BRIGHTON — The $500 award Pemayetv Emahakv Charter School students earned in the state’s “Literacy Changes Our World” contest in January paid off for the school, but more so for the beneficiaries of the students’ project, a small library in Africa.
Here’s a brief refresher on the winning service project: The students collected and sent more than 300 books, issues of The Seminole Tribune and other items to a newly built library in a small village in Zambia. PECS teacher Lydia Pell’s daughter and son-in-law, Bonnie and Brent Moser, were Peace Corps volunteers in Africa who got a grant to build the library. The school’s donation helped to fill its shelves.
Instructional coach Vicki Paige recently received a thank you letter from the village chief, a member of the Kagunda Community Library committee, who wrote on behalf of the entire community. He said the community wanted a library for everyone to use and was thankful for the work that went into building it.
“This library has brought change to the community of Kagunda to young boys and girls and school-going children,” wrote Village Chief Teddy Oaka. “Instead of going to the bars or doing bad things, they come to the library to read books and learn the computers. Not only school-going children but also farmers, they come to read agriculture books which are in the library.

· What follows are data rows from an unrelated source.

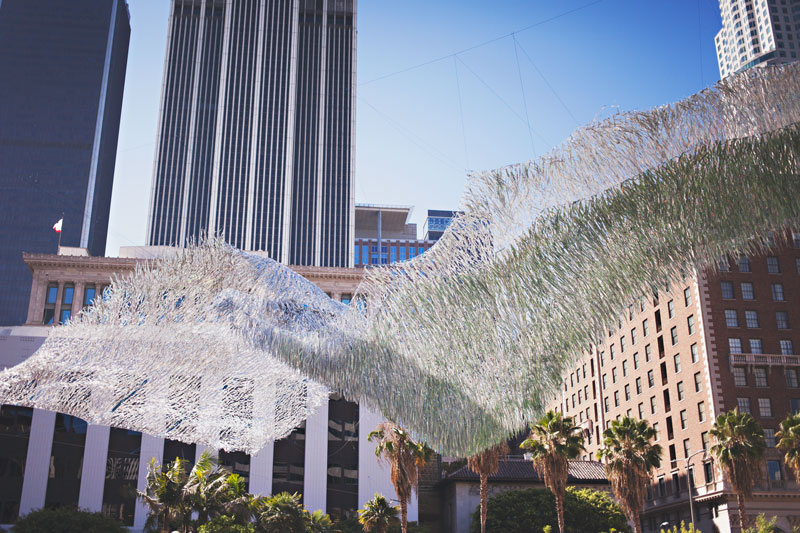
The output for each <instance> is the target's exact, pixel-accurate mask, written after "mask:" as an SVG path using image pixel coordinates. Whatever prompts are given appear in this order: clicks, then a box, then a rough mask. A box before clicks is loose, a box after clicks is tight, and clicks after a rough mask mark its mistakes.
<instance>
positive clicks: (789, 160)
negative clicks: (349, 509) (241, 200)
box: [0, 65, 800, 455]
mask: <svg viewBox="0 0 800 533" xmlns="http://www.w3.org/2000/svg"><path fill="white" fill-rule="evenodd" d="M799 124H800V68H799V67H798V66H797V65H791V66H785V67H780V68H770V69H763V70H758V69H754V70H752V71H748V72H746V73H744V74H742V75H739V76H737V77H734V78H729V79H726V80H724V81H722V82H720V84H719V85H717V86H716V87H714V88H713V89H708V90H705V91H703V92H701V93H699V94H697V95H695V96H692V97H690V98H688V99H687V100H684V101H682V102H679V103H677V104H674V105H671V106H665V107H661V108H657V109H654V110H650V111H646V112H633V113H625V114H620V115H617V116H615V117H613V118H612V119H609V120H607V121H604V122H599V123H595V124H591V125H589V126H587V127H585V128H583V129H580V130H578V131H576V132H575V133H574V134H573V135H572V137H571V138H570V139H569V140H568V141H567V142H566V143H565V144H564V145H563V146H562V147H560V148H558V149H556V150H555V151H553V152H552V153H551V154H549V155H547V156H545V157H543V158H541V159H539V160H537V161H535V162H531V163H528V164H525V165H519V166H513V167H508V168H504V169H500V170H497V171H494V172H487V173H484V174H479V175H475V176H472V177H471V180H470V185H469V188H468V190H467V193H466V195H465V200H464V207H465V214H464V215H463V216H462V217H460V218H458V219H456V220H455V221H454V222H453V224H452V225H451V227H450V229H449V230H448V231H447V232H446V233H445V235H444V236H443V237H442V239H441V240H440V241H439V242H438V243H437V245H436V246H434V247H433V248H432V249H431V250H429V251H428V252H426V253H425V254H424V255H422V256H420V257H417V258H415V259H414V260H412V261H408V262H404V263H400V264H397V265H392V266H387V267H381V268H375V269H370V270H368V271H367V273H366V277H365V280H364V282H363V283H362V285H361V287H360V289H359V293H358V294H357V295H356V298H355V300H354V303H353V304H352V305H351V306H350V307H345V306H343V305H341V304H339V303H337V302H333V301H331V300H330V299H329V298H328V297H327V296H325V294H323V293H322V292H320V291H319V290H318V289H316V288H315V287H314V286H313V285H312V284H310V283H309V282H308V281H306V280H304V279H303V278H301V277H299V276H297V275H296V274H293V273H292V272H291V271H289V270H288V269H286V268H285V267H283V266H281V265H279V264H277V263H275V262H273V261H270V260H268V259H264V258H261V257H257V256H254V255H250V254H246V253H244V252H240V251H237V250H234V249H233V248H230V247H228V246H227V245H224V244H221V243H220V242H218V241H216V240H211V241H209V242H206V243H204V244H201V245H200V246H197V247H191V248H188V249H186V250H185V251H183V252H182V253H181V255H180V256H179V257H177V258H175V259H170V260H165V261H162V262H160V263H158V264H151V265H147V266H145V267H143V268H141V269H140V270H139V271H138V272H137V273H136V274H135V275H134V276H133V277H132V278H131V279H128V280H118V281H117V282H116V283H115V284H114V285H113V287H112V290H111V292H110V294H109V295H108V297H107V298H106V299H104V301H103V302H100V303H98V304H97V305H96V307H95V308H93V309H91V310H89V311H88V312H87V313H85V314H83V315H82V316H80V317H79V318H78V319H76V320H75V321H73V322H72V323H71V324H69V325H67V326H65V327H62V328H57V329H55V330H54V331H53V333H52V335H51V336H50V338H49V339H48V341H47V342H46V343H45V345H44V346H43V347H42V348H41V349H40V350H39V352H37V354H35V355H34V356H33V357H31V358H30V359H29V360H28V361H26V362H25V363H23V364H21V365H19V366H17V367H14V368H12V369H9V370H7V371H5V372H4V373H3V374H0V400H2V401H3V402H4V403H16V404H21V405H31V406H35V407H42V408H47V409H54V410H59V411H62V412H66V413H69V414H75V415H78V416H81V417H83V418H85V419H87V420H89V421H91V422H95V423H103V424H111V425H116V426H123V427H130V428H133V429H138V430H142V431H146V432H149V433H154V434H156V435H163V436H168V437H170V438H178V439H182V440H189V441H193V442H200V443H203V444H208V445H212V446H220V447H223V448H227V449H234V448H235V449H244V450H248V451H254V450H257V449H259V448H260V447H261V446H262V445H263V444H264V442H265V441H267V440H269V439H273V438H278V437H281V436H282V435H285V434H287V433H288V432H289V431H290V430H291V428H292V427H294V426H295V425H296V424H297V423H298V422H299V421H300V420H302V418H303V417H305V416H306V415H307V413H308V412H309V410H311V409H313V407H314V406H315V405H317V404H319V403H320V402H322V401H324V399H325V397H326V394H327V392H328V390H327V389H326V388H325V387H327V388H328V389H332V390H336V391H341V392H343V393H344V394H345V395H346V396H347V397H349V398H353V399H357V400H359V401H362V402H366V403H368V404H371V405H373V406H376V407H378V408H380V409H381V410H382V412H383V413H384V414H385V415H386V416H387V417H389V418H391V419H393V420H394V421H396V422H398V423H399V424H401V425H403V426H404V427H406V428H408V429H409V430H411V431H412V432H413V433H414V434H415V435H416V436H417V437H418V438H422V439H424V440H426V441H427V442H428V443H430V444H431V445H432V446H434V447H435V448H437V449H438V450H440V451H442V452H444V453H447V454H450V455H469V454H472V453H474V452H476V451H479V450H481V449H483V448H486V447H487V446H489V445H491V444H494V443H496V442H498V441H499V440H501V439H503V438H504V437H507V436H509V435H510V434H512V433H513V432H515V431H517V430H519V429H520V428H522V427H523V426H524V425H525V423H526V421H528V420H531V419H532V418H535V417H538V416H539V415H540V414H541V412H542V410H543V408H544V403H545V398H546V397H547V396H548V395H550V394H552V391H553V390H554V388H555V387H558V385H559V382H560V376H561V375H562V374H563V372H562V371H563V369H564V368H565V366H567V365H569V364H571V363H572V361H573V360H574V359H575V357H576V356H577V355H578V354H579V353H581V352H582V351H584V350H585V349H586V348H587V347H588V346H589V345H590V343H592V342H599V341H600V340H601V339H599V338H598V335H600V334H601V333H602V332H603V331H606V330H607V329H608V327H609V326H610V325H611V324H612V323H613V322H614V321H615V317H616V315H617V314H618V313H619V312H620V310H622V309H623V308H625V307H626V306H627V305H628V304H630V303H631V302H633V301H635V300H637V299H638V298H641V297H642V296H643V295H645V294H648V293H651V292H652V291H653V290H659V289H663V288H664V287H665V286H667V285H669V283H670V282H671V281H674V280H677V279H680V278H681V277H683V276H685V275H686V274H688V273H690V272H692V271H693V270H694V269H698V268H702V267H704V266H707V265H710V264H714V263H715V262H716V261H718V260H719V259H721V258H722V257H724V256H725V255H726V254H731V255H738V254H749V253H754V252H757V251H759V250H761V249H762V248H763V247H764V246H766V245H767V241H766V240H765V237H764V236H765V234H766V232H767V231H770V230H775V229H780V228H783V227H786V226H794V227H797V226H800V177H798V162H799V161H800V125H799ZM308 378H310V380H313V381H309V379H308ZM315 383H322V384H324V385H325V387H323V386H321V385H316V384H315Z"/></svg>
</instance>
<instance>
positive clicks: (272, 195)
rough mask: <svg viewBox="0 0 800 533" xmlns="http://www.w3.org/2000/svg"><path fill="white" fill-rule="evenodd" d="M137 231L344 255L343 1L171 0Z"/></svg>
mask: <svg viewBox="0 0 800 533" xmlns="http://www.w3.org/2000/svg"><path fill="white" fill-rule="evenodd" d="M167 41H168V42H167V55H166V62H165V65H164V84H163V89H162V98H161V112H160V125H159V134H158V135H159V139H158V143H157V152H156V158H155V162H154V171H153V172H154V178H153V189H152V194H151V202H150V217H149V224H148V237H147V241H148V243H149V244H151V245H167V246H184V245H186V244H187V243H188V242H190V241H191V240H192V239H195V240H196V239H198V238H200V237H202V236H204V235H205V234H207V233H212V234H217V235H221V236H223V237H224V238H225V239H226V240H227V241H228V242H229V243H231V244H232V245H234V246H236V247H237V248H240V249H242V250H248V251H251V250H255V251H264V252H266V253H267V254H268V255H269V257H271V258H273V259H275V260H277V261H280V262H282V263H284V264H292V265H317V266H331V267H348V266H351V265H352V262H353V258H352V242H353V232H354V226H353V224H354V222H353V216H354V215H353V207H354V175H353V174H354V172H353V170H354V150H353V146H354V143H355V72H356V0H236V1H235V2H231V1H230V0H227V1H226V0H172V2H171V11H170V19H169V35H168V39H167Z"/></svg>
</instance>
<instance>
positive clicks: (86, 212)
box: [0, 0, 130, 326]
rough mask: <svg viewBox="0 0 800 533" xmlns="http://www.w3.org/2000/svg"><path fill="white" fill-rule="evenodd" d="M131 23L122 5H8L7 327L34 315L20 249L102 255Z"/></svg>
mask: <svg viewBox="0 0 800 533" xmlns="http://www.w3.org/2000/svg"><path fill="white" fill-rule="evenodd" d="M129 40H130V22H129V15H128V9H127V5H126V3H125V1H124V0H71V1H69V2H64V1H63V0H36V1H35V2H32V1H30V0H0V227H2V231H0V325H3V326H8V325H17V324H21V323H22V322H24V321H25V317H26V316H27V307H28V297H29V291H30V286H31V273H30V270H28V267H27V266H25V263H24V262H23V261H22V252H46V253H47V252H49V253H55V252H56V246H57V243H58V235H57V234H56V233H55V232H54V231H53V230H52V229H51V227H52V226H53V224H54V223H55V222H56V221H57V220H58V219H59V218H62V217H63V218H64V225H63V233H62V236H61V244H62V245H65V246H81V247H84V248H88V249H89V252H90V253H91V254H92V255H99V256H102V255H104V253H105V248H106V232H107V230H108V212H109V207H110V205H111V188H112V185H113V181H114V164H115V161H116V156H117V138H118V135H119V121H120V114H121V110H122V92H123V88H124V85H125V69H126V66H127V61H128V42H129Z"/></svg>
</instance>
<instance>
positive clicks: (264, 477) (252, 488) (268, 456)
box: [250, 442, 275, 496]
mask: <svg viewBox="0 0 800 533" xmlns="http://www.w3.org/2000/svg"><path fill="white" fill-rule="evenodd" d="M274 457H275V443H274V442H268V443H267V445H266V446H264V447H263V448H261V449H260V450H259V451H258V453H256V454H253V455H251V456H250V493H251V494H255V495H259V494H260V495H261V496H269V495H271V494H272V466H273V459H274Z"/></svg>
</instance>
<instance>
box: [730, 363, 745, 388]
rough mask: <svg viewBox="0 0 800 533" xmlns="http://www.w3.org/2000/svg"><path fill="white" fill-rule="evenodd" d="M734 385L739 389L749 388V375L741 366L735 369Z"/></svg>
mask: <svg viewBox="0 0 800 533" xmlns="http://www.w3.org/2000/svg"><path fill="white" fill-rule="evenodd" d="M733 384H734V385H735V386H737V387H746V386H747V374H746V373H745V371H744V368H742V367H740V366H735V367H733Z"/></svg>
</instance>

It is free for everyone.”
The letter was shared with the students, who were thrilled with the outcome of the project and were awestruck by the similarities they share with the African children.
“Their reaction was wonderful,” Paige said. “When the African children opened the boxes they were so amazed; they didn’t realize there were real Indians in the U.S. who also have a Tribe and a chief.”
The current Peace Corps volunteers in the village – the Mosers have moved on – used The Seminole Tribune to teach about the Tribe. Paige plans to continue corresponding with the village and will send more newspapers.
The result of the aptly named “Literacy Changes Our World” service project is that for the residents of the community of Kagunda, the world has indeed changed.